Golden Cockerel Napoleon's "Memoirs" in a Handsome Cosway Binding Using a Portrait Apparently Done in the 1830s by a Known Painter


(Waltham St. Lawrence: Golden Cockerel Press, 1945). 317 x 190 mm. (12 1/2 x 7 1/2"). 422, [2]; 78, [2] pp. Two volumes bound in one. Translated and edited by Somerset de Chair. No. 412 OF 500 NUMBERED COPIES.

HANDSOME RED MOROCCO BY BAYNTUN (RIVIERE) (stamp-signed in gilt on rear turn-in), covers with double gilt rule surrounding a field of alternating gilt tools (a bee, and the letter "N" encircled by a wreath), upper board with inset WATERCOLOR OVAL PORTRAIT OF NAPOLEON, with two flags, a gun, and a saber outlined in gilt appearing to cross behind it, lower cover with large gilt armorial device, raised bands, compartments ruled in gilt with bee or "N" tool at the center, gilt lettering, thick turn-ins with gilt rules and decorative cornerpieces, blue watered silk endleaves, top edge gilt, others untrimmed, original map endpapers bound in. Volume I with a frontispiece portrait of Napoleon, volume II with a black and white photograph of a modern sculpture of the general, title page of each volume with a woodcut design of an eagle clutching a flag among other accoutrements of war. Title page of volume one SIGNED BY THE EDITOR in ink. Chanticleer 167; Cave & Manson 167. ◆Small nick to head of spine and some minor damage along the tail, two small stains and a couple of dings to covers, but still a beautiful binding in very pleasing condition. Small repair to edge of one of the map endpapers, one or two isolated trivial smudges elsewhere, but the contents nearly pristine.

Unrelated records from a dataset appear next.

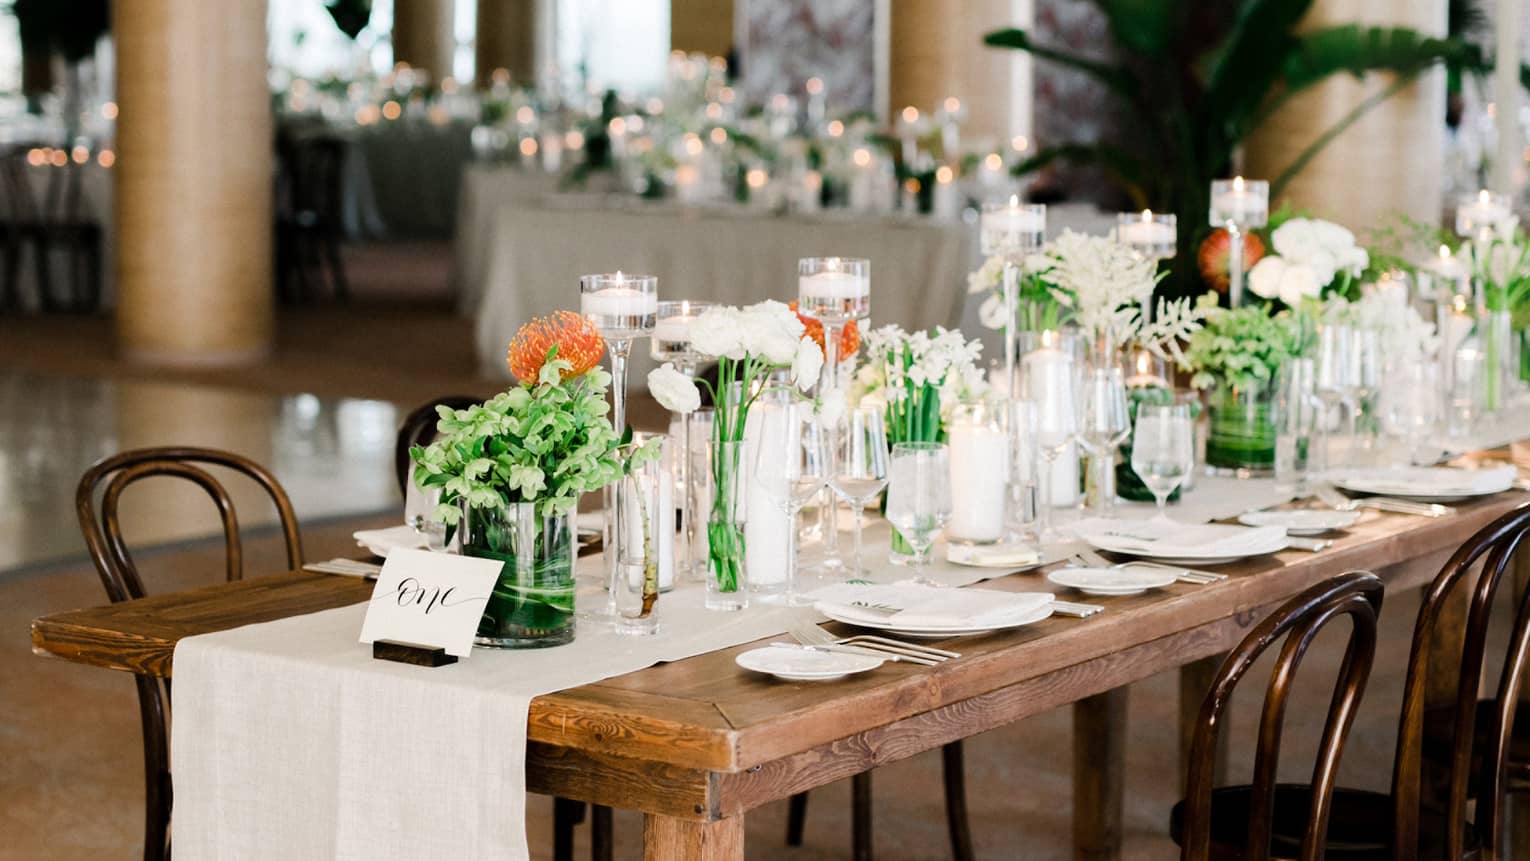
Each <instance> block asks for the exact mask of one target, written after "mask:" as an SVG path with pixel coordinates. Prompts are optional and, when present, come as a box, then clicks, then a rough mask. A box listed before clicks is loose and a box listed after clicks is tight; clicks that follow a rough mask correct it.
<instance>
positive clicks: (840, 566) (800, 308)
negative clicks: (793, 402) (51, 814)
mask: <svg viewBox="0 0 1530 861" xmlns="http://www.w3.org/2000/svg"><path fill="white" fill-rule="evenodd" d="M797 310H799V312H800V314H802V315H803V317H808V318H812V320H817V321H819V323H822V324H823V370H822V372H820V375H819V399H820V401H828V399H838V398H843V393H840V390H838V388H840V338H841V335H843V332H845V326H848V324H849V323H851V321H861V320H869V318H871V260H863V258H855V257H803V258H802V260H797ZM826 431H828V434H829V445H831V457H832V448H834V434H835V428H834V427H832V425H829V427H828V428H826ZM820 518H822V521H820V528H822V531H823V567H826V569H837V567H843V566H845V561H843V560H841V558H840V549H838V517H837V515H835V505H834V492H832V491H825V494H823V508H822V509H820Z"/></svg>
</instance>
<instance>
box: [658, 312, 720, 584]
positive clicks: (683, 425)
mask: <svg viewBox="0 0 1530 861" xmlns="http://www.w3.org/2000/svg"><path fill="white" fill-rule="evenodd" d="M715 304H716V303H710V301H690V300H681V301H661V303H659V304H658V321H656V323H655V324H653V335H652V338H650V340H649V355H650V356H652V358H653V361H656V362H672V364H673V366H675V370H678V372H681V373H684V375H685V376H688V378H692V379H695V378H696V369H698V366H699V364H701V359H702V355H701V353H698V352H696V349H695V347H693V346H692V343H690V327H692V326H693V324H695V323H696V318H698V317H701V312H704V310H707V309H708V307H713V306H715ZM695 416H696V413H695V411H690V413H684V414H681V416H679V419H678V421H679V454H676V457H675V465H676V476H675V480H676V483H678V485H679V488H681V489H682V492H684V499H682V500H681V505H682V511H684V514H682V517H681V529H684V547H682V549H681V552H679V558H678V560H676V564H675V567H676V573H678V575H681V577H684V578H687V580H701V577H702V575H705V572H707V557H705V555H704V554H702V555H699V557H698V555H695V554H693V552H692V551H693V547H695V544H696V523H699V521H704V520H705V518H707V509H705V508H701V506H699V500H698V494H696V483H695V482H692V476H690V471H692V465H693V463H695V459H696V450H695V443H693V442H692V440H695V439H704V437H699V436H698V434H696V433H695V424H696V419H695ZM672 442H673V440H672Z"/></svg>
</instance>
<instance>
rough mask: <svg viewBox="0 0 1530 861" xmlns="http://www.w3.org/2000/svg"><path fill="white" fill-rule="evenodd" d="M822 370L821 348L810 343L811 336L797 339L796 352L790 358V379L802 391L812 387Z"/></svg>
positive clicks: (822, 359)
mask: <svg viewBox="0 0 1530 861" xmlns="http://www.w3.org/2000/svg"><path fill="white" fill-rule="evenodd" d="M822 370H823V350H820V349H819V346H817V344H815V343H812V338H803V340H800V341H797V353H796V356H793V359H791V381H793V382H796V384H797V388H799V390H802V392H806V390H809V388H812V384H814V382H817V381H819V372H822Z"/></svg>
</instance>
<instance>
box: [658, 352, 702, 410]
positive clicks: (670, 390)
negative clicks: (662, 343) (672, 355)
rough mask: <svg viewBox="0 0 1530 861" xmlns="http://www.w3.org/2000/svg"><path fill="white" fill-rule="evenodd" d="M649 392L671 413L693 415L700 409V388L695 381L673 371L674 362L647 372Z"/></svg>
mask: <svg viewBox="0 0 1530 861" xmlns="http://www.w3.org/2000/svg"><path fill="white" fill-rule="evenodd" d="M649 392H650V393H652V395H653V399H655V401H658V402H659V405H661V407H664V408H666V410H670V411H672V413H695V411H696V408H698V407H701V388H698V387H696V381H693V379H692V378H688V376H685V375H684V373H681V372H678V370H675V362H664V364H662V366H659V367H656V369H653V370H650V372H649Z"/></svg>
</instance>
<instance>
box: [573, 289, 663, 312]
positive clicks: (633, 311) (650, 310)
mask: <svg viewBox="0 0 1530 861" xmlns="http://www.w3.org/2000/svg"><path fill="white" fill-rule="evenodd" d="M658 310H659V297H658V294H652V292H647V291H640V289H635V288H606V289H603V291H595V292H589V294H580V312H581V314H584V315H603V317H644V315H649V314H658Z"/></svg>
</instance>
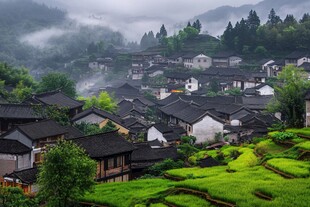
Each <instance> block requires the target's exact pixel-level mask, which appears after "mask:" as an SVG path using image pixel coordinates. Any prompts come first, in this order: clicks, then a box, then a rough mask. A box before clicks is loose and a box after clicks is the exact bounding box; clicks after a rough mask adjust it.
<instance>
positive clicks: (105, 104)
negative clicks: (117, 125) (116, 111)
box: [78, 91, 117, 112]
mask: <svg viewBox="0 0 310 207" xmlns="http://www.w3.org/2000/svg"><path fill="white" fill-rule="evenodd" d="M78 99H79V100H82V101H85V104H84V107H83V109H84V110H85V109H89V108H91V107H97V108H99V109H102V110H105V111H108V112H115V111H116V108H117V103H116V101H115V100H114V98H113V97H111V96H110V95H109V94H108V92H106V91H102V92H100V94H99V96H98V97H96V96H91V97H87V98H84V97H79V98H78Z"/></svg>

This is a finely bound copy of an innovative version of the memoirs that were based on conversations between Napoleon and Emmanuel-Augustin-Dieudonné-Joseph, Comte de Las Cases (1766-1842). The count accompanied the defeated emperor into exile on Saint Helena as an informal secretary, took a great many notes about Napoleon's life, inserted his own impressions, colored his account to the point of (favorable) misrepresentation, and published the work as the celebrated "Mémorial de Ste. Hélène," from which he made a substantial amount of money. Our translator and editor Somerset de Chair has turned the text into a first-person narrative and rearranged the pieces so that events are recalled in chronological order. The first volume covers the general's career from Corsica to Marengo, and the second is devoted to Waterloo. The so-called "Cosway" binding, featuring handsome morocco inset with one or more painted miniatures, apparently originated with the London bookselling firm of Henry Sotheran about 1909. It was in that year that G. C. Williamson's book entitled "Richard Cosway" (dealing with the British miniature painter of that name, 1742-1821) was remaindered by Sotheran and presumably given this special decorative treatment. The name "Cosway" was then used to describe any book so treated, whoever its author. Other prominent binderies, chiefly Sangorski & Sutcliffe and Bayntun, produced their own versions of the popular style. The Bayntun firm, founded in Bath in 1894, is now the last of the great Victorian trade binderies still in family ownership. Among the great English workshops of the Edwardian "golden age" of lavish bindings, Bayntun has the distinction of being the only one located outside London's West End to be sought after by bibliophiles. In 1939, Bayntun took over the esteemed Riviere firm, founded in 1829. The oval portrait on the present work is especially pleasing because it communicates something of Napoleon's character: he appears smug and in control, yet expressing some of the famous charisma that contributed to his success. The miniature bears the monogram "WMB," quite likely the initials of William Mineard Bennet (1778-1858), a painter and miniaturist who studied under Thomas Lawrence. According to Benezit, he went to Paris in 1835 "where he was extremely well received, enjoying the patronage of both the Duke de Berry and King Louis-Philippe."